According to the FIR, Lal was spreading propaganda for Christianity by gathering local people, distributing books related to Christianity. “He asked me and my companions to convert to Christianity,” the complainant’s application said.  


The Khaga police booked Lal under sections 188 (disobedience to order promulgated by public servant), 295-A, 504 of the IPC and sections 3 and 5(1) of Uttar Pradesh Prohibition Of Unlawful Conversion Of Religion Act, 2021.


Jugesh Singh told Article 14 that he had visited Khaga's villages in connection with campaigning for the BJP in the assembly elections. “On the way, we found 70 to 80 people present at this location, praying,” he said. “On seeing us, all of them started saying we would be destroyed.” He claimed that is when they called the Khaga police.

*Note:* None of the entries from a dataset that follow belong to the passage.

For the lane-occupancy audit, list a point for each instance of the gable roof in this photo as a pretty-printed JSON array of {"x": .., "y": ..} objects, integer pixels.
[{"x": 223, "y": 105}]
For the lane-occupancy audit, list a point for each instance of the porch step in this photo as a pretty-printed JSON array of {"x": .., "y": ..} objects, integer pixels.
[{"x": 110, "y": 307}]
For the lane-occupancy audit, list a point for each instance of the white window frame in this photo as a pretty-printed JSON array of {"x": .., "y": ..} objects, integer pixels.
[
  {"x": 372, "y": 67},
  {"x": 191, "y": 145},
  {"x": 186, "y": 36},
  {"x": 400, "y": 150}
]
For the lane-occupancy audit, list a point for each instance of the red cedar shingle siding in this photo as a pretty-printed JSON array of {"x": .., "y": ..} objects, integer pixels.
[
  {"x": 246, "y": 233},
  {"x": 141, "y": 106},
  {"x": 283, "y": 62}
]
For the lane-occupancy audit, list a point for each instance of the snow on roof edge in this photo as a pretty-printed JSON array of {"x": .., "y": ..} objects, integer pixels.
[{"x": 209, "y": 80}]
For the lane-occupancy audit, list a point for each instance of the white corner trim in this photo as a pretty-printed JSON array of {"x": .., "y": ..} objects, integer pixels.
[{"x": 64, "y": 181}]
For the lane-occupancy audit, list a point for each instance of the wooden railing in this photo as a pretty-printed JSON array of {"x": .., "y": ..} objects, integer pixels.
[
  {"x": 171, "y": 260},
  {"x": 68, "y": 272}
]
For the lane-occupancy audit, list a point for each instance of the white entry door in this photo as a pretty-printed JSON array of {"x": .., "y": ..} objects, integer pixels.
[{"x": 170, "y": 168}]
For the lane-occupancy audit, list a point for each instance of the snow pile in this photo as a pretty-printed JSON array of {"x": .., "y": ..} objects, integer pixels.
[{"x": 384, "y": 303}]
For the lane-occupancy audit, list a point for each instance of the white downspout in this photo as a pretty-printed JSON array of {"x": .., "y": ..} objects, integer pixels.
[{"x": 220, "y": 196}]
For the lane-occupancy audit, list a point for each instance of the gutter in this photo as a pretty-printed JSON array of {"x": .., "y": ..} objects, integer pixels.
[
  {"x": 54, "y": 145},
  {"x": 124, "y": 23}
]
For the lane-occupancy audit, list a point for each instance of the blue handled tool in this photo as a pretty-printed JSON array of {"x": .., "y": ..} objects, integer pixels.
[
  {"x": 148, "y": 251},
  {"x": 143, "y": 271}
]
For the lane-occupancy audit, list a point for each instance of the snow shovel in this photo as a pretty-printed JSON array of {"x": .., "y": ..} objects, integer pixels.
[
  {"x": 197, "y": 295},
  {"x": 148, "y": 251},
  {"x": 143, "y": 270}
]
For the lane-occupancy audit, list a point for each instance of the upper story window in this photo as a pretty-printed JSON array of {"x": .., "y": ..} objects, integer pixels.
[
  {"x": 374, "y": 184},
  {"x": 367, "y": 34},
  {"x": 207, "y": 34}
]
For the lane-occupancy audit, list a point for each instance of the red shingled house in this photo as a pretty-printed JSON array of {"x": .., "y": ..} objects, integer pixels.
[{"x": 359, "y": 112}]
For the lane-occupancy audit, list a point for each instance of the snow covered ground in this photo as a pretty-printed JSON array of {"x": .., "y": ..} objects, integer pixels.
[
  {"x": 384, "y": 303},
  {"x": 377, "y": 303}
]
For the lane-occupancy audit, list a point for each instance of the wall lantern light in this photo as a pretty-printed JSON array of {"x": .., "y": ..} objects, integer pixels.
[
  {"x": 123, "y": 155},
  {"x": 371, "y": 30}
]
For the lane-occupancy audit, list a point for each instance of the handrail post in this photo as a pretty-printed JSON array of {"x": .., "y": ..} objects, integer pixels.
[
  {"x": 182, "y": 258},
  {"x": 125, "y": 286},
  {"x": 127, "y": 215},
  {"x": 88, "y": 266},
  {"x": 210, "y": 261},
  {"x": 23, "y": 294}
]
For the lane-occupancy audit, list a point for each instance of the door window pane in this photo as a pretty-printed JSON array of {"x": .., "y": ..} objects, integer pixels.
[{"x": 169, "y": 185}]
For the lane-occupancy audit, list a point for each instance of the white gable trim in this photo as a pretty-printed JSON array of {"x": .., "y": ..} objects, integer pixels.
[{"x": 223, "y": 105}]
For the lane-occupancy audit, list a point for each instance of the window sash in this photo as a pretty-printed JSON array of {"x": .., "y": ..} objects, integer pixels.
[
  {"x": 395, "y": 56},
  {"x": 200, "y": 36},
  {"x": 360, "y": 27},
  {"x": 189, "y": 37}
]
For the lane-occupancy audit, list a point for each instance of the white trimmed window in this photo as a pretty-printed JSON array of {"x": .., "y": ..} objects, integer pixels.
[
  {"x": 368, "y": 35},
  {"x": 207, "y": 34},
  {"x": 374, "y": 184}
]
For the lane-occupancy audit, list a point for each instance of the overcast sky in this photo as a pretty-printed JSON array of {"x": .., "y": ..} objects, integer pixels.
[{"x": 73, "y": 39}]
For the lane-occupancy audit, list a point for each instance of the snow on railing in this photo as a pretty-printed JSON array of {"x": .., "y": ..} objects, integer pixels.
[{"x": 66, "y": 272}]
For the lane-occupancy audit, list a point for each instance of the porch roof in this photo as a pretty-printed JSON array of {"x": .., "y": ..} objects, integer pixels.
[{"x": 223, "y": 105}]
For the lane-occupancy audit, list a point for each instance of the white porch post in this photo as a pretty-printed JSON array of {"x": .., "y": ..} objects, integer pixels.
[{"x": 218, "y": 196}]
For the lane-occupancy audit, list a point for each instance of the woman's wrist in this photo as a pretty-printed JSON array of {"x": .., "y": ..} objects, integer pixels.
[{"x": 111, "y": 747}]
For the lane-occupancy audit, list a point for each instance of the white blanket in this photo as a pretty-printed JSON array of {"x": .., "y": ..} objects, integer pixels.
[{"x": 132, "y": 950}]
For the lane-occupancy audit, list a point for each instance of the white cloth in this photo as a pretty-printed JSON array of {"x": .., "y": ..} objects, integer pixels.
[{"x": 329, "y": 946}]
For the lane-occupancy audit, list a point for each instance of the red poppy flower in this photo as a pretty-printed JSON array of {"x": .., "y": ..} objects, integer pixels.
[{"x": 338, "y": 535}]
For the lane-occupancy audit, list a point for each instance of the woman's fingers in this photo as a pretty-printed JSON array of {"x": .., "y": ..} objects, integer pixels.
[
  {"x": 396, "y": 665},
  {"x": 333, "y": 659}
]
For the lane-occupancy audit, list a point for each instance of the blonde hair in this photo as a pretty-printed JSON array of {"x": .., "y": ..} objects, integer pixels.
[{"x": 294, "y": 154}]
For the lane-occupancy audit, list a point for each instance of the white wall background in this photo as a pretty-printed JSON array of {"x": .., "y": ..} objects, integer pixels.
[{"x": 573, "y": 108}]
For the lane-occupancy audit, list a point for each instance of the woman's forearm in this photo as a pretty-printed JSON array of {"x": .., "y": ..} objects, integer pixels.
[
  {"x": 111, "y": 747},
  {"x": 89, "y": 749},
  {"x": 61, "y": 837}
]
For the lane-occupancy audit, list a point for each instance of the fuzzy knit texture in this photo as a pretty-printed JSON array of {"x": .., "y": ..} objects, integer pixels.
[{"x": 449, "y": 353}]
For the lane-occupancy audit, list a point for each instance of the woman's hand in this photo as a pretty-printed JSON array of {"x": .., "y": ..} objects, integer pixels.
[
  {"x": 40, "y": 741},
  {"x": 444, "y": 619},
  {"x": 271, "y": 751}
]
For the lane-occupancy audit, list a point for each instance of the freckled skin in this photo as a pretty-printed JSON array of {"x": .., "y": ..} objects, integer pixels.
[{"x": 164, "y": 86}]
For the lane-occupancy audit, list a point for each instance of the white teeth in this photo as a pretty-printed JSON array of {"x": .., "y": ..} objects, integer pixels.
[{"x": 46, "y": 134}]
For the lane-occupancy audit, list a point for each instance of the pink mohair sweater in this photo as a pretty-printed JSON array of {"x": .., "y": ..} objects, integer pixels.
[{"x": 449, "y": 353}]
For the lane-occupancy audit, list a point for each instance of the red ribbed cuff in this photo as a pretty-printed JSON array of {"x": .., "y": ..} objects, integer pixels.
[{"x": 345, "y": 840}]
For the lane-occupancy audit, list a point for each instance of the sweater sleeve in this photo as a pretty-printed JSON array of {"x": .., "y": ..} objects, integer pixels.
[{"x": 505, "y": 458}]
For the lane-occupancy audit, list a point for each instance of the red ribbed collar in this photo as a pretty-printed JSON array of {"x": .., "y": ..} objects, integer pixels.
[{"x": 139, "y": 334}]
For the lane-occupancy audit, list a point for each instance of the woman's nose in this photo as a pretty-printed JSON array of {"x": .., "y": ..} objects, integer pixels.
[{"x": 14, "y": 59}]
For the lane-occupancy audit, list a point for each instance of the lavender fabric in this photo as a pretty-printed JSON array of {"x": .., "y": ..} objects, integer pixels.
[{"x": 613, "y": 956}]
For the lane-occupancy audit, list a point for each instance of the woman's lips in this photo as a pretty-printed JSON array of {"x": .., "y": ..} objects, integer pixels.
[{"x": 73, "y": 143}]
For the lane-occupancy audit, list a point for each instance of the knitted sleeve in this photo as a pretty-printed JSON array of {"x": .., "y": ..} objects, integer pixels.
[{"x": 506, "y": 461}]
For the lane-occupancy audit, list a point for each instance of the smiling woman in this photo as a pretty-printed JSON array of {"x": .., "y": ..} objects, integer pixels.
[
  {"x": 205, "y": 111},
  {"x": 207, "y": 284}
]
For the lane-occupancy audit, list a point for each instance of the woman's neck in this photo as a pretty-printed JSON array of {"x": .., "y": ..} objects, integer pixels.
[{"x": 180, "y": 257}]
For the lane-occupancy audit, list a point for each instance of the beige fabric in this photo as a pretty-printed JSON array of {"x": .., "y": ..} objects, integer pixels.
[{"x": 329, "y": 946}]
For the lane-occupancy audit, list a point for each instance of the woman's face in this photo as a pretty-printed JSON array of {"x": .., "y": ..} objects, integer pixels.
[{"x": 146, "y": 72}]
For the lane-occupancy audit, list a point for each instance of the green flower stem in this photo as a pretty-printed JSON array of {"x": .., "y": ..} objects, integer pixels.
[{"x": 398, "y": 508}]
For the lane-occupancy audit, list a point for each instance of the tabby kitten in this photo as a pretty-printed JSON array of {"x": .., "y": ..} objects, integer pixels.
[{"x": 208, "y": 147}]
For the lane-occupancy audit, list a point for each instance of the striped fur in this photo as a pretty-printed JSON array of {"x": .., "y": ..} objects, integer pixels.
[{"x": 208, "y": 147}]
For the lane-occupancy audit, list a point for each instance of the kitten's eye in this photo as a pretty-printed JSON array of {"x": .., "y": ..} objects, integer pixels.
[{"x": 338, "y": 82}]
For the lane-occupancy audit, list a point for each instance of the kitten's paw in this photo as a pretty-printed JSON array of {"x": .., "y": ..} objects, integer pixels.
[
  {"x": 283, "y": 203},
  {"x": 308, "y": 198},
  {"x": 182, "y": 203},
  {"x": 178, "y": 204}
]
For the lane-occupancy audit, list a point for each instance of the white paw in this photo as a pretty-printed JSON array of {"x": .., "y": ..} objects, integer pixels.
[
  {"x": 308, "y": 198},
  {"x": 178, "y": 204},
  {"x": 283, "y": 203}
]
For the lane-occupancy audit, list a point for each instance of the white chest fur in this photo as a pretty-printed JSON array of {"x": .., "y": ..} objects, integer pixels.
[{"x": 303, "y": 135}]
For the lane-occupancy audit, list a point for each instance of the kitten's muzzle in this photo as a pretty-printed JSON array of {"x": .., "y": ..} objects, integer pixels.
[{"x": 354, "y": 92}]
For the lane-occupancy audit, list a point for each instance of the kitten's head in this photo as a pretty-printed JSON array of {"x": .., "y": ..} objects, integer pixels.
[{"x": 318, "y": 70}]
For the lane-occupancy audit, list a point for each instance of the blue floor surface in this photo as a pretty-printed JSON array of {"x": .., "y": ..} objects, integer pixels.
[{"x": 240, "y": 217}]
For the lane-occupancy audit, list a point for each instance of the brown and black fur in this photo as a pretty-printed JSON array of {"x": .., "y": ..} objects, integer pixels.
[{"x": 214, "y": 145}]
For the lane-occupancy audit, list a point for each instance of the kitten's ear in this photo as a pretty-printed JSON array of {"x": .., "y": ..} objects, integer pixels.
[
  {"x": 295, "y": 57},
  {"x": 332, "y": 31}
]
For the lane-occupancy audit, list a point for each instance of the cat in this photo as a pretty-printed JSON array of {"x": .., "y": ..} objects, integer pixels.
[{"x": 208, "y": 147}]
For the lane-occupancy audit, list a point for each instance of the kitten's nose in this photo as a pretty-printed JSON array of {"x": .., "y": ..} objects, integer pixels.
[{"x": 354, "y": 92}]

Asked how many Hindu families had been converted to Christanity by Lal, and about the Constitution permitting all religious literature in Indian homes, Jugesh Singh did not respond. 

 

Inspector Rajiv Singh, the investigating officer, told Article 14 that when police arrived at the spot, about 60 to 70 people of all age groups were present, and all were outsiders. “That is how the case came to light that they were lured by Lal.”


He refused to discuss the matter further when asked what inducements had been offered by the accused. 


Lal said only 30 people had gathered for the prayers, and that he himself belongs to a scheduled caste. “You have seen my house,” he said. “If I had money to lure someone, I would have built my house first.” 


His financial condition had worsened since the arrest, Lal said, the Rs 100-Rs 200 he would be given as donations for conducting the prayers having dried up now that he no longer visited people’s homes to pray.  


“I visit my daughter’s house where I eat two meals a day,” he said. “Neither she nor my son-in-law has any objection to my prayers.”


(Mohammad Sartaj Alam is an independent journalist based in Lucknow.)